The tactic was successful. Discussion about petrol prices vanished from the front pages of newspapers.
An extended public discussion about petrol prices would have exposed the government on two fronts.
Firstly, a public discussion would reinforce the impression that you can't trust the government on anything. During the 1998 federal election campaign, Howard promised, "The GST will not increase the price of petrol for the ordinary motorist".
When Costello let on in February that there were "limits to that promise", Howard immediately gave an "absolutely irrevocable" guarantee that petrol prices would not increase with the GST. The government betrayed the promise in August when, instead of cutting the excise tax by the 8.2% necessary to cancel the impact of the GST, it cut the rate by only 6.7%. This difference sparked an immediate increase in petrol prices.
Secondly, an extended public debate would reveal that the government has the power to cut the price of petrol by almost half, but refuses to do so. Excise accounts for 47.2% of the price of each litre of petrol. Since Bob Hawke's federal Labor government introduced automatic indexation of excise in 1983, it has increased from 12.2% to 47.2% today.
Howard claims that it is not possible to freeze, let alone reduce or abolish, excise tax because the funds are needed for pensions and social welfare. That concern has not stopped his government from cutting the company tax rate to 30% or from slashing the capital gains tax rate in half.
The federal Coalition isn't the only hypocrite on petrol prices. The ALP has repeatedly refused to commit a future Labor government to lowering excise. It is content to posture.
Throughout the furore, the Democrats have supported the government.
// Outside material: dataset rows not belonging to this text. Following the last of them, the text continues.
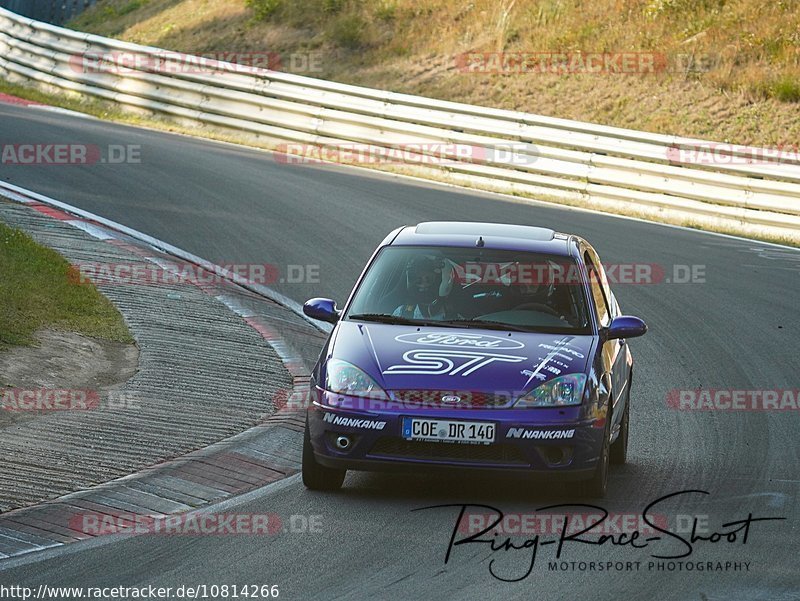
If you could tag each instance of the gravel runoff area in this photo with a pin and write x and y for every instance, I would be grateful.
(207, 371)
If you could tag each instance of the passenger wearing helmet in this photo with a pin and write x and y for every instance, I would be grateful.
(425, 283)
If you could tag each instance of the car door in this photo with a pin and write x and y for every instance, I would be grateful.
(614, 352)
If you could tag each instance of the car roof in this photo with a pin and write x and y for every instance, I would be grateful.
(501, 236)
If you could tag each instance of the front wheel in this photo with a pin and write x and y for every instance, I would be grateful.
(597, 486)
(315, 475)
(619, 450)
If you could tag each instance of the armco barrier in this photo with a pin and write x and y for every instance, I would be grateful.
(603, 167)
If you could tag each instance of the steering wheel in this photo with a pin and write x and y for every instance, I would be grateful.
(540, 307)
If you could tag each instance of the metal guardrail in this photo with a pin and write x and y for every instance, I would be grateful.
(580, 162)
(49, 11)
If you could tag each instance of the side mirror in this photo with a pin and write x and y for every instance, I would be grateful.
(323, 309)
(625, 326)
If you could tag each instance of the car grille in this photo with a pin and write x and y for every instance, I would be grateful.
(433, 398)
(492, 453)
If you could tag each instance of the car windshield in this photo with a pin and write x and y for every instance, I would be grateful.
(473, 287)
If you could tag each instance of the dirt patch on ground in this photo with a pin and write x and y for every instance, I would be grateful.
(62, 360)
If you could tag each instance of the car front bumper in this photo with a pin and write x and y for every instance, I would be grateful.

They are particularly sensitive to suggestions that the GST is responsible for petrol price increases because of their role in the adoption of this consumption tax. Democrats' press releases call on Australians to accept high petrol prices and focus on adjusting "our economic and household behaviour to that reality".
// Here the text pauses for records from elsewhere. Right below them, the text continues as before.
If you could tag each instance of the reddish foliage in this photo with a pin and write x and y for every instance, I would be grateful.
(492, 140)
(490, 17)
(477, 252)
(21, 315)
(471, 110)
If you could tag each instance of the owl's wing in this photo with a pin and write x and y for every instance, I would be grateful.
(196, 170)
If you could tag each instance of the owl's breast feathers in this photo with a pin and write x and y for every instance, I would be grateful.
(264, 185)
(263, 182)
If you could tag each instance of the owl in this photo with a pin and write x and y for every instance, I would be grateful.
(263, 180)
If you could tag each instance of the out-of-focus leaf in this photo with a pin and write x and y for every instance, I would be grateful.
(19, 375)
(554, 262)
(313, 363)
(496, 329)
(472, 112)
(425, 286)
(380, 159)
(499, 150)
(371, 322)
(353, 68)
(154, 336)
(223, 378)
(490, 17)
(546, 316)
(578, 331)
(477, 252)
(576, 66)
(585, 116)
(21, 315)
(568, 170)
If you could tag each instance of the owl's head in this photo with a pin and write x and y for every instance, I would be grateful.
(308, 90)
Excise taxes are inherently unfair because they fall most heavily on those who can least afford to pay, the ordinary worker who needs a car to survive. Like other indirect taxes, excise taxes should be abolished.
Many environmentalists would oppose the abolition of fuel excise taxes as a windfall to large mining and trucking companies. However, it would be more effective to hit these companies with increased company taxes, the abolition of their subsidies and the abolition of their tax evasion schemes.
This is a concept which is anathema to the Liberals, the Nationals, Labor and the Democrats.
The most recent aggregate figures available from the Australian Taxation Office, for 1995-96, show that companies paid an average of 18.8% on their "taxable income", despite the official tax rate being 36%. If all companies had paid 36% tax, it would have raised an extra $15 billion. The 2000-01 budget predicts that $12.9 billion in revenue will be raised from petrol excise.